Fractional triple-phase lag theory with non-singular kernels: analyzing the thermo-viscoelastic behavior of living skin tissue with bioheat transfer

Abstract

This study underscores the critical role of thermodynamics in understanding the response of living skin tissues to thermal interventions. Focusing on medical applications like laser therapy and cryotherapy, we introduce a novel fractional bioheat transfer model incorporating the triple-phase-lag (TPL) theory. This model, utilizing Atangana–Baleanu (AB) fractional derivatives with non-singular kernels, offers a more accurate representation of heat transfer and stress propagation within human skin compared to traditional models.

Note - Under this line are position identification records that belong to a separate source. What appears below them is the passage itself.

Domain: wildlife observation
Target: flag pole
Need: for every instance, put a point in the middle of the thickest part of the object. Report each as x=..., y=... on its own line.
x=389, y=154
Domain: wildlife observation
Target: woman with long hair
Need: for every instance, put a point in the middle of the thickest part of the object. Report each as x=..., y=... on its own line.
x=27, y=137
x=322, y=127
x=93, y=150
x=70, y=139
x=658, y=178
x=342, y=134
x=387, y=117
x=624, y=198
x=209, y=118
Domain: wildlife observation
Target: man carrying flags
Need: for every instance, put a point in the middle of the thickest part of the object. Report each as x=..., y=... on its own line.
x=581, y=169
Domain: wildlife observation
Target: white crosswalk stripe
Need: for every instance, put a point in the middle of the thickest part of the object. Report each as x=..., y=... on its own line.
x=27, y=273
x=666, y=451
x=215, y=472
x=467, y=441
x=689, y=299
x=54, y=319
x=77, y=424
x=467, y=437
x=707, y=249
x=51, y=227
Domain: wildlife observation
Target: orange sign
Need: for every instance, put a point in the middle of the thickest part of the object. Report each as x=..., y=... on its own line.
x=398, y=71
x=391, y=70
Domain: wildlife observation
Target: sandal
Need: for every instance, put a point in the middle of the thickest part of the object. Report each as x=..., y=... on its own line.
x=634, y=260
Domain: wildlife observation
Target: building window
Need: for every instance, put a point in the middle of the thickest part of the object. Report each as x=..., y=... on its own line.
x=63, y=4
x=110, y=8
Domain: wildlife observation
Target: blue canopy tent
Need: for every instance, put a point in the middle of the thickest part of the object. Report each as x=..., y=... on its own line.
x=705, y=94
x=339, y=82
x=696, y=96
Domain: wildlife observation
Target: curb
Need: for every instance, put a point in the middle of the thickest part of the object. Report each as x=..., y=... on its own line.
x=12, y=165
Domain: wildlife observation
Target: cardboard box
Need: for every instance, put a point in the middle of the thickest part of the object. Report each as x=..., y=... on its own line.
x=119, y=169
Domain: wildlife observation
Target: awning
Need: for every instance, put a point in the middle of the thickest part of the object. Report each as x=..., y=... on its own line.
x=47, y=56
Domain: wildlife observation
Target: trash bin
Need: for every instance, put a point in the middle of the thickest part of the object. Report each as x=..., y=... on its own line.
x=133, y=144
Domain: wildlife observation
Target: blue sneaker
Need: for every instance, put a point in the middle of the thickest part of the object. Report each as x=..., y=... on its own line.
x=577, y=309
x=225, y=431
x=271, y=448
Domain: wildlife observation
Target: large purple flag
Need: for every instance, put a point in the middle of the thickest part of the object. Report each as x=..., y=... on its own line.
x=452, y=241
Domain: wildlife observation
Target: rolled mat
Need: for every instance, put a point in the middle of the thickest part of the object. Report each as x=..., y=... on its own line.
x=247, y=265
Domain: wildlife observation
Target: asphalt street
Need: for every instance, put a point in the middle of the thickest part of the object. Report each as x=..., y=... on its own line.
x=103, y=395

Applied to viscoelastic skin tissue, our model reveals that increasing the fractional order leads to delayed thermal responses and gradual temperature and displacement variations, effectively capturing the memory effects inherent in viscoelastic materials. Notably, heightened viscosity significantly prolongs thermal recovery, increasing the time required for the tissue to return to its baseline state after thermal shock. These findings emphasize the crucial influence of viscoelastic properties and memory effects on the thermal and mechanical behavior of biological tissues. This research advances our understanding of thermal dynamics in human skin, demonstrating the value of combining fractional bioheat transfer models with TPL theory. This enhanced modeling framework has the potential to significantly improve therapeutic strategies in diverse medical applications.